I do not carray them at all because I do not have concealed carray liscence.
I only take the guns to the range and shoot and take them back, that's it.
yes i carry my steyr loaded and ready. i have a permit to carry and it's kind of second nature to me carrying it like that, it may offend others but it took discipline , time and effort not to put the finger inside the trigger. ofcourse nothing is 100% fool proof , specially when it comes to firearms. PRESENSE OF MIND AND PRACTICE, the rest will come naturally ok
The Steyr doesn't have a FP safety in the classical sense.

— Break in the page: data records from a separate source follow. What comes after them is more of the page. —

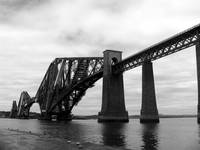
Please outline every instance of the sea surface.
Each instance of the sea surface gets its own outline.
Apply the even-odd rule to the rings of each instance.
[[[138,119],[129,123],[0,119],[0,129],[8,128],[135,150],[200,150],[196,118],[163,118],[159,124],[140,124]]]

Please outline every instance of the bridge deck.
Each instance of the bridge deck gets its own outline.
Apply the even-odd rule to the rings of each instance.
[[[199,37],[200,24],[120,61],[112,66],[112,71],[122,73],[146,61],[153,61],[196,45]],[[85,95],[86,90],[93,87],[94,83],[103,76],[105,58],[56,58],[50,64],[35,97],[25,99],[26,106],[38,102],[42,112],[47,116],[52,112],[59,112],[61,115],[69,114],[74,105]]]
[[[199,40],[200,24],[154,44],[113,66],[115,73],[140,66],[145,61],[153,61],[177,51],[191,47]]]

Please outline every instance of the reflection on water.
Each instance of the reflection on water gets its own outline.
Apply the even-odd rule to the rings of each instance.
[[[8,128],[45,133],[64,142],[70,139],[133,150],[200,150],[200,125],[196,118],[161,119],[159,124],[140,124],[137,119],[130,119],[129,123],[0,119],[0,130]],[[32,143],[36,144],[37,141]]]
[[[199,126],[199,128],[198,128],[199,129],[199,132],[198,132],[199,133],[199,142],[198,143],[200,144],[200,124],[198,124],[198,126]]]
[[[126,123],[104,123],[101,127],[104,145],[124,146]]]
[[[142,150],[157,150],[158,139],[158,124],[142,125]]]

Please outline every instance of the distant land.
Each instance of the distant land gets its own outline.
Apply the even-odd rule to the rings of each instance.
[[[0,118],[9,118],[10,111],[0,111]],[[38,119],[40,117],[39,113],[36,112],[30,112],[29,114],[29,119]],[[165,114],[160,114],[160,118],[193,118],[197,117],[197,115],[165,115]],[[140,115],[130,115],[130,119],[139,119]],[[87,120],[87,119],[98,119],[98,115],[73,115],[73,119],[75,120]]]
[[[160,114],[159,115],[160,118],[194,118],[197,117],[197,115],[164,115],[164,114]],[[130,115],[129,119],[139,119],[140,115]],[[90,115],[90,116],[79,116],[79,115],[75,115],[73,116],[73,119],[77,119],[77,120],[84,120],[84,119],[98,119],[98,115]]]
[[[0,111],[0,118],[9,118],[10,111]],[[38,119],[40,116],[39,113],[36,112],[30,112],[29,113],[29,119]]]

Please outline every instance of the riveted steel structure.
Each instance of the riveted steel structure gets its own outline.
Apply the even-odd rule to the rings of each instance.
[[[117,59],[112,59],[113,63],[111,65],[107,63],[106,66],[104,66],[105,63],[102,57],[57,58],[50,64],[35,97],[32,99],[29,105],[27,104],[26,106],[30,107],[33,102],[37,102],[40,105],[42,116],[45,119],[50,118],[50,116],[54,114],[61,119],[66,118],[67,116],[70,116],[72,108],[81,100],[86,90],[90,87],[93,87],[94,83],[98,79],[103,77],[105,81],[106,78],[111,77],[107,80],[107,82],[110,83],[109,80],[114,81],[115,77],[119,77],[118,80],[113,82],[113,85],[120,85],[121,90],[118,92],[123,93],[123,87],[121,86],[121,83],[123,84],[123,80],[121,80],[120,77],[122,76],[122,73],[137,66],[143,65],[144,83],[142,91],[143,98],[141,119],[148,119],[149,121],[156,120],[155,122],[158,122],[159,118],[153,82],[153,66],[151,62],[194,45],[196,45],[197,57],[198,121],[200,122],[200,24],[176,34],[164,41],[161,41],[151,47],[148,47],[126,59],[120,59],[118,61]],[[107,56],[108,55],[104,55],[104,59]],[[150,65],[147,65],[146,62],[148,62]],[[104,67],[109,67],[108,70],[110,71],[103,69]],[[110,76],[106,75],[106,71]],[[150,74],[151,77],[149,77],[148,74]],[[107,92],[103,92],[103,103],[105,105],[102,104],[102,106],[105,107],[102,108],[101,113],[99,114],[99,118],[101,118],[100,120],[107,120],[103,118],[104,116],[102,114],[109,114],[108,112],[112,110],[112,106],[115,107],[115,104],[112,101],[113,97],[109,95],[116,94],[117,90],[113,90],[113,85],[108,85],[106,82],[104,83],[103,91]],[[121,97],[123,97],[122,95]],[[148,99],[148,97],[151,97],[151,99]],[[121,100],[122,99],[123,98],[121,98]],[[108,102],[109,105],[106,105]],[[122,105],[119,108],[124,108],[123,112],[125,112],[123,100],[120,102],[122,102]],[[113,112],[116,114],[112,114]],[[121,115],[117,114],[118,111],[112,111],[112,113],[110,113],[112,116]],[[106,116],[108,115],[105,115],[105,117]],[[148,117],[145,118],[145,116]],[[113,120],[113,118],[111,120]],[[120,119],[116,118],[116,120]]]
[[[119,63],[117,63],[116,65],[113,66],[113,72],[115,74],[118,73],[122,73],[124,71],[130,70],[132,68],[135,68],[137,66],[143,65],[145,62],[151,62],[154,61],[156,59],[165,57],[167,55],[173,54],[175,52],[178,52],[180,50],[186,49],[188,47],[194,46],[196,45],[196,56],[197,56],[197,72],[198,72],[198,122],[200,122],[200,46],[199,46],[199,42],[200,42],[200,24],[187,29],[179,34],[176,34],[164,41],[161,41],[153,46],[150,46],[142,51],[140,51],[139,53],[136,53],[122,61],[120,61]],[[147,74],[149,74],[149,72],[147,72]],[[145,76],[145,75],[144,75]],[[148,75],[146,75],[148,76]],[[153,80],[153,77],[152,77]],[[151,81],[149,83],[152,83]],[[145,84],[148,86],[148,84]],[[146,89],[146,88],[144,88]],[[144,92],[144,91],[143,91]],[[150,92],[149,92],[150,93]],[[152,94],[154,94],[154,92],[151,92]],[[149,95],[150,97],[153,97],[153,95]],[[146,101],[148,101],[146,99]],[[142,102],[145,102],[145,100],[143,99]],[[146,104],[148,104],[148,102],[145,102]],[[157,111],[157,107],[155,107],[156,105],[154,105],[155,103],[149,103],[152,105],[149,105],[149,108],[154,108],[154,109],[150,109],[152,112],[149,111],[142,111],[141,110],[141,122],[143,122],[143,120],[148,119],[149,122],[158,122],[157,119],[158,116],[156,117],[155,115],[148,118],[144,118],[144,116],[149,116],[150,114],[155,114],[154,112]],[[142,106],[144,106],[145,104],[143,104]],[[144,108],[144,107],[143,107]],[[143,109],[142,108],[142,109]],[[148,112],[147,114],[142,113],[142,112]]]
[[[17,107],[17,118],[28,118],[29,117],[29,110],[31,105],[33,104],[33,101],[28,94],[28,92],[23,91],[20,95],[20,99],[18,102]]]
[[[115,73],[124,72],[142,65],[145,61],[153,61],[194,46],[198,43],[199,36],[200,24],[123,59],[113,66],[113,70]]]
[[[88,88],[102,77],[102,57],[56,58],[37,91],[42,117],[70,119],[70,113]]]

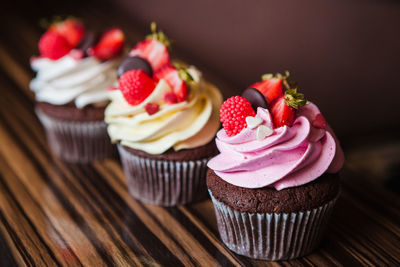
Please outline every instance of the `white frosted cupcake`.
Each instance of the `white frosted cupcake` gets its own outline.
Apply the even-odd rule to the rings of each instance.
[[[30,88],[50,148],[58,157],[85,163],[115,154],[104,110],[108,89],[117,82],[124,39],[117,28],[95,34],[75,19],[53,24],[41,37],[41,56],[31,59],[37,75]]]

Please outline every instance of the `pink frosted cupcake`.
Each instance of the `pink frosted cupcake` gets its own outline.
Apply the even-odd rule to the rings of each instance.
[[[251,258],[310,253],[340,192],[339,142],[317,106],[289,88],[287,76],[264,76],[243,97],[223,103],[220,154],[208,163],[221,239]]]
[[[42,35],[41,56],[31,59],[37,75],[30,88],[49,146],[63,160],[86,163],[116,154],[104,110],[124,40],[117,28],[96,34],[76,19],[57,22]]]

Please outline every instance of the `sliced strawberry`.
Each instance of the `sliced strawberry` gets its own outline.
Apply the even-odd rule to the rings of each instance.
[[[260,91],[265,96],[268,104],[270,104],[275,98],[283,95],[282,80],[283,78],[270,78],[255,83],[249,88],[256,88]]]
[[[271,112],[275,128],[279,128],[284,125],[292,125],[295,109],[286,103],[284,96],[276,98],[275,101],[269,106],[269,111]]]
[[[178,103],[178,99],[176,98],[176,95],[173,92],[165,93],[163,99],[170,105]]]
[[[298,93],[297,88],[286,90],[285,95],[276,98],[269,107],[275,127],[291,126],[296,109],[307,104],[304,95]]]
[[[122,52],[124,44],[124,33],[118,28],[113,28],[100,37],[95,47],[88,49],[88,54],[100,60],[107,60],[118,56]]]
[[[49,31],[57,32],[62,35],[72,47],[79,44],[85,33],[83,24],[76,19],[56,22],[50,26]]]
[[[154,73],[154,80],[165,80],[171,86],[177,102],[185,101],[188,95],[186,82],[179,76],[178,70],[172,65],[166,65]]]
[[[167,46],[156,38],[146,39],[138,43],[129,55],[146,59],[150,62],[153,71],[169,64],[170,61]]]

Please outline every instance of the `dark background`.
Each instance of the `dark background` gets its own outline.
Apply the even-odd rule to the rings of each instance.
[[[34,23],[72,14],[89,25],[120,26],[128,34],[130,24],[146,34],[154,20],[174,41],[173,55],[202,69],[225,97],[239,94],[263,73],[289,70],[345,142],[368,142],[383,133],[400,137],[399,1],[18,0],[6,5],[3,12]],[[94,9],[109,19],[96,21]]]

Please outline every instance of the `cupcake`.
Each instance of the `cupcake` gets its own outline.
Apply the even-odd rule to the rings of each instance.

The sear has to move rearwards against the FP spring pressure to get to the point where it can drop and release the FP.
The FP is also only held partially to the rear so even if the sear or the lug on the FP breaks off
while cocked the FP still doesn't have enough forward momentum to discharge the round.
You have to pull the trigger to get the FP far enough back for that.
Hope that explains it.
Thank you, but, doen't Glock also work in the same way? I think the firing pin in a Glock is also partially held before you pull the trigger. Right?
The Striker is held under 'some' tension by the trigger connector in the Glock.
...and, as improbable as it may be, should everything else fail, and the striker be allowed to move forward in the Glock, the firing pin safety will prevent it from protruding beyond the breech face...
...with a Steyr, this is not true.....
[Relax guys, I still own three times as many Steyrs as I do Glocks....] 8) 8) 8)
The only real advantage to the Glock's extra FP block is it prevents the highly unlikely chance of the FP getting stuck forward after breaking and the pistol slam firing.
an excellent point, but i would counter that the slide cycles faster than the shooters ability to release the trigger. if the trigger is held to the rear, the FP plunger safety will be defeated when the slide comes into battery.
if seen some glocks full-auto at the range. whole mag empties in .06 seconds or so. when loading only two rounds to test, both rounds sound like one big boom.